The Southland Times

Miscarriag­e of justice claim dismissed

- Staff reporter

A man found guilty of indecent assaults has had an appeal against the charges, partly laid because of counsel error claims, dismissed.

Jeffrey Robert Bunting, 49, faced four charges of indecent assault against two girls aged under 12 between 2003 and 2006. In October 2016, he was found guilty by a jury of three of the charges.

The charges related to incidents in the early 2000s at Queenstown. The two complainan­ts were under 12 years old at the time. In 2015, the allegation­s came to light after one of the young women was working in Queenstown and saw Bunting walking down the street. Police were contacted after the incident.

Bunting appealed the conviction­s on four issues: was a formal visual identifica­tion procedure required, was a prior conviction for indecent assault wrongly admitted as propensity evidence, was there material trial counsel error and did a miscarriag­e of justice occur?

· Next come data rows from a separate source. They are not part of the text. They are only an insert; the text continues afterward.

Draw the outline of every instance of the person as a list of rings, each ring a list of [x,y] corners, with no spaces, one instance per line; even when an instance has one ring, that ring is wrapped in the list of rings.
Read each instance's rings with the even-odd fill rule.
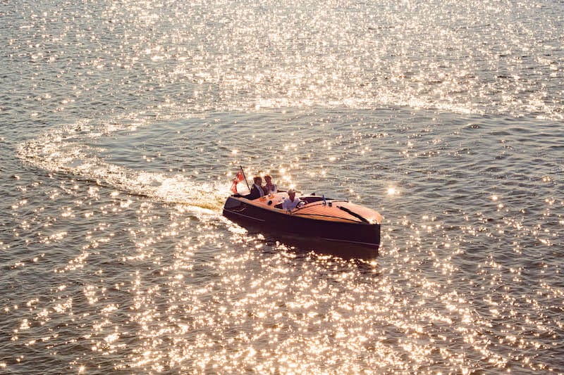
[[[255,176],[252,181],[254,184],[251,186],[251,192],[245,196],[247,199],[257,199],[262,196],[264,196],[264,189],[262,186],[262,177],[260,176]]]
[[[285,198],[282,202],[282,209],[291,211],[296,207],[299,207],[300,205],[303,205],[305,203],[300,201],[299,198],[295,197],[295,190],[290,189],[288,191],[288,198]]]
[[[265,195],[268,196],[278,191],[278,188],[276,187],[276,184],[272,183],[272,176],[271,176],[270,174],[265,175],[264,181],[266,182],[266,184],[264,185]]]

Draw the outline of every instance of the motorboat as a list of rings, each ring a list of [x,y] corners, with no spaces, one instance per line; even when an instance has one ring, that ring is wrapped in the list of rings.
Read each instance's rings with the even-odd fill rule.
[[[223,215],[243,227],[270,234],[321,241],[321,248],[325,243],[333,248],[336,246],[343,253],[354,249],[355,254],[361,256],[377,255],[382,217],[376,211],[314,194],[297,196],[303,205],[286,210],[282,202],[288,196],[286,191],[278,191],[250,200],[233,194],[225,203]]]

Judges Justice Stephen Kos, Justice French and Justice Forrie Miller dismissed the appeal in their written decision, released last week. Part of the appeal was on the basis that Bunting’s lawyer Simon Claver failed to properly consider and follow a theory of the case meeting Bunting’s instructio­ns – that he did not commit the indecent assaults – and failed to act diligently in refusing to consider evidence supporting an attack on the honesty of one of the victims. The written decision from the judges said, ‘‘we consider the complaint made about the defence opening overstates matters . . . the opening could hardly have been clearer in stating: ‘Mr Bunting, my client, says these things did not happen, never’.’’

The judgment said, ‘‘by closing, the trial was no longer finely balanced and while the closing brief was relatively brief ... we do not think the closing address so deficient as to cause miscarriag­e’’.